Sankcje zostały nałożone przez USA na Rosję pod koniec października. Władimir Putin ogłosił, że nie wpłyną znacząco na rosyjską gospodarkę. Cieszę się, że on tak myśli. To dobrze. Dam wam znać o tym za sześć miesięcy, w porządku? Zobaczymy. Zobaczymy jak to się potoczy - odpowiedział na to Donald Trump.
Rosja ma mniej pieniędzy
Okazało się, że sankcje działają już po kilku tygodniach. Biuro Kontroli Aktywów Zagranicznych USA napisało w komunikacie, że z analizy początkowego wpływu sankcji na rynek wynika, iż "przynoszą one zamierzony skutek w postaci ograniczenia przychodów Rosji dzięki obniżeniu ceny rosyjskiej ropy, a tym samym zdolności kraju do finansowania wojny przeciwko Ukrainie" - poinformował Reuters.
Amerykańcy analitycy przekazali, że kilka kluczowych rodzajów rosyjskiej ropy sprzedawanych jest po najniższych cenach od wielu lat. Oprócz tego ponad 10 głównych indyjskich i chińskich nabywców rosyjskiej ropy ogłosiło zamiar wstrzymania zakupów rosyjskiego surowca ropy na potrzeby grudniowych dostaw.
Ceny rosyjskiej ropy naftowej spadają
Rzecznik amerykańskiego ministerstwa finansów powiedział, że sankcje "głodzą machinę wojenną Putina". Dodał, że resort "jest gotowy, by podjąć dalsze działania, jeśli będzie taka potrzeba, by zakończyć bezsensowne zabijanie" w Ukrainie.

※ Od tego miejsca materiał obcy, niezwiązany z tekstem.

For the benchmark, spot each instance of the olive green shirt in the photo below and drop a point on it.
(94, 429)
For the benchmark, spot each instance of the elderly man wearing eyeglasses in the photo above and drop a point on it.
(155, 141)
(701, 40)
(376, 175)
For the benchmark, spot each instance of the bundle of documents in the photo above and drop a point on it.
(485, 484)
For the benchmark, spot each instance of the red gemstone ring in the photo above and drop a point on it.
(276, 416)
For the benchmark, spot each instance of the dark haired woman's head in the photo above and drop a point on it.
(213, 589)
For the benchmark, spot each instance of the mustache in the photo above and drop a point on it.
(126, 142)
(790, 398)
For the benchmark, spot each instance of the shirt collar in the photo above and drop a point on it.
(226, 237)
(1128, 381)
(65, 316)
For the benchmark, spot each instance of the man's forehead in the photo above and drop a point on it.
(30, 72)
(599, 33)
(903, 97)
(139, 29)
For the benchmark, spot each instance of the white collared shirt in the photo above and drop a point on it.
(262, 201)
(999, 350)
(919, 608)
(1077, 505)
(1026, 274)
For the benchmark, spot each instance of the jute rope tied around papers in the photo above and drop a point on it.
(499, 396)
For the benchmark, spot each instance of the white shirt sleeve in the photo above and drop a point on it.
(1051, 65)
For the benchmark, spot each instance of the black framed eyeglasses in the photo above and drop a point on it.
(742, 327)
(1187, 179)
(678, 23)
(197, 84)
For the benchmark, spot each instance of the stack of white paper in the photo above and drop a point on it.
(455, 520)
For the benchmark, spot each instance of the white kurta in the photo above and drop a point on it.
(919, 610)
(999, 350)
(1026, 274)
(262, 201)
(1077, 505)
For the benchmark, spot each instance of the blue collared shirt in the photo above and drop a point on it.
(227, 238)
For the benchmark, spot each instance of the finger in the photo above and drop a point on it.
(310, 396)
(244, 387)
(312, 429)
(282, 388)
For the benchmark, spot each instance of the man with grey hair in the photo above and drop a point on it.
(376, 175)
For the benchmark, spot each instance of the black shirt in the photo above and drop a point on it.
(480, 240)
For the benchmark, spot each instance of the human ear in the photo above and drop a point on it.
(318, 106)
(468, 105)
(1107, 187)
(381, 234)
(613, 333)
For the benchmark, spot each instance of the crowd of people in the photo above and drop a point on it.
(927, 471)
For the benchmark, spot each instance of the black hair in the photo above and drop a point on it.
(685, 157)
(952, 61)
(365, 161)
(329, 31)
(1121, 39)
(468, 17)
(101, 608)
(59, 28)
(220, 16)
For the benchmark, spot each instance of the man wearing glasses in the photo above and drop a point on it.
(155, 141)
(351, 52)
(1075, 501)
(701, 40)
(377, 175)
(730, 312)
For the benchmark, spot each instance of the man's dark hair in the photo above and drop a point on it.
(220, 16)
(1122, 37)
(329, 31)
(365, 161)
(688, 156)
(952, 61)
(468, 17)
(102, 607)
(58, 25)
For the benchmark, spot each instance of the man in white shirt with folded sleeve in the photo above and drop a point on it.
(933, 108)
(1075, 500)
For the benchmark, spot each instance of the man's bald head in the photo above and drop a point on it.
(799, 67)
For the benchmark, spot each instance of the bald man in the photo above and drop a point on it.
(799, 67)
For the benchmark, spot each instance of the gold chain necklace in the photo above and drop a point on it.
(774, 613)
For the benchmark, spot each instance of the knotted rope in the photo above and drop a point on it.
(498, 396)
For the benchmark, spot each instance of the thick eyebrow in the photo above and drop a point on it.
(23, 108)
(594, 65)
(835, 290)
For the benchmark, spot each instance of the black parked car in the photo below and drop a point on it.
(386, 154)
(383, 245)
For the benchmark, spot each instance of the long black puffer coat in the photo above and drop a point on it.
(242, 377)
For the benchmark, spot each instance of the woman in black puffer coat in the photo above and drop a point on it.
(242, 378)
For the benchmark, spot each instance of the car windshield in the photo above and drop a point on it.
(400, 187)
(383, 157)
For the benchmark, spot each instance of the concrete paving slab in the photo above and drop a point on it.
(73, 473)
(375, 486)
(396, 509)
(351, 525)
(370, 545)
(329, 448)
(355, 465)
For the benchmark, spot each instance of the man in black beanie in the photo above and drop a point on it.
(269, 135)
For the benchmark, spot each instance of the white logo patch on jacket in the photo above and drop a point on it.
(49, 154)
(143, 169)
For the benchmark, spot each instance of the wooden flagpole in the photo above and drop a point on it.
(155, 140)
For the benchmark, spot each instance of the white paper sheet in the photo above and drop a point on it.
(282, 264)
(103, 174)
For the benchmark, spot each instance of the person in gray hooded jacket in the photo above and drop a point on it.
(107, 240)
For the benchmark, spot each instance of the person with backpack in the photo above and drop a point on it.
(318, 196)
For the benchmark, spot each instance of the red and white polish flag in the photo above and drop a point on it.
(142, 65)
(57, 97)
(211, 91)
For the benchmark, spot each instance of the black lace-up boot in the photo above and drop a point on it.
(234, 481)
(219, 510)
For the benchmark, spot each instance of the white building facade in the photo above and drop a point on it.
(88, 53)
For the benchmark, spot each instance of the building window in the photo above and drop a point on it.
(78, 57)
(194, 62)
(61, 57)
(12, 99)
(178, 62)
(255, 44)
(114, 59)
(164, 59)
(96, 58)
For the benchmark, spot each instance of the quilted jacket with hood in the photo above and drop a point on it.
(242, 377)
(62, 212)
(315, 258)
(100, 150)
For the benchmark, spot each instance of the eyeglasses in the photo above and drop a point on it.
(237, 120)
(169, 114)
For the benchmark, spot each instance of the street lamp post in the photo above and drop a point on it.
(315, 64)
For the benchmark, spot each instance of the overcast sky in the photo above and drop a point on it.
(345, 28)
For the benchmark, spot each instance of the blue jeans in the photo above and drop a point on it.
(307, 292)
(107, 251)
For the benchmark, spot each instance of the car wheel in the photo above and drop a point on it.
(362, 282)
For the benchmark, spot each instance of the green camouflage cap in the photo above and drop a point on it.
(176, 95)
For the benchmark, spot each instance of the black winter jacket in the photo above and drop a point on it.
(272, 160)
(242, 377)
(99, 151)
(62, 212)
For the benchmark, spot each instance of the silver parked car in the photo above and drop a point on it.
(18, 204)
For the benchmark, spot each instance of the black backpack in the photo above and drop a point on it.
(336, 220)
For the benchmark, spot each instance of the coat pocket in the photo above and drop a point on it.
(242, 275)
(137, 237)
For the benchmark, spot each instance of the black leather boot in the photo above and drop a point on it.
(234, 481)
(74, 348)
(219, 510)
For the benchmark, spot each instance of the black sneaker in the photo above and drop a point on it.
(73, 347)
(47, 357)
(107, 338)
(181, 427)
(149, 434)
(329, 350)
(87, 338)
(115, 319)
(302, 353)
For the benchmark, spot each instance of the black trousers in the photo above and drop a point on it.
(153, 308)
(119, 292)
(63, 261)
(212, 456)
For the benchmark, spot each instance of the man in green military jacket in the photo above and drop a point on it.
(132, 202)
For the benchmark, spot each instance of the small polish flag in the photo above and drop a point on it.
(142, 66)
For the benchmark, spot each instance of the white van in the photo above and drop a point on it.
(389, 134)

W poniedziałek agencja Bloomberga podała, że ceny rosyjskiej ropy naftowej Urals osiągnęły w ubiegłym tygodniu poziom najniższy od ponad 2,5 roku. Jak podkreślił Bloomberg, że przychody z eksportu ropy naftowej i gazu stanowią jedną czwartą rosyjskiego budżetu.
Firmy mają czas do 21 listopada
Zgodnie z ogłoszonymi w październiku sankcjami firmy mają czas do 21 listopada, by zakończyć prowadzenie interesów z Rosnieftem i Łukoilem. W przeciwnym razie mogą być wyłączone z systemu finansowego opartego o dolara. Już kilka tygodni, w reakcji na sankcje zakup rosyjskiej ropy naftowej wstrzymało szereg państwowych firm w Chinach - w tym PetroChina, Sinopec, CNOOC i Zhenhua Oil.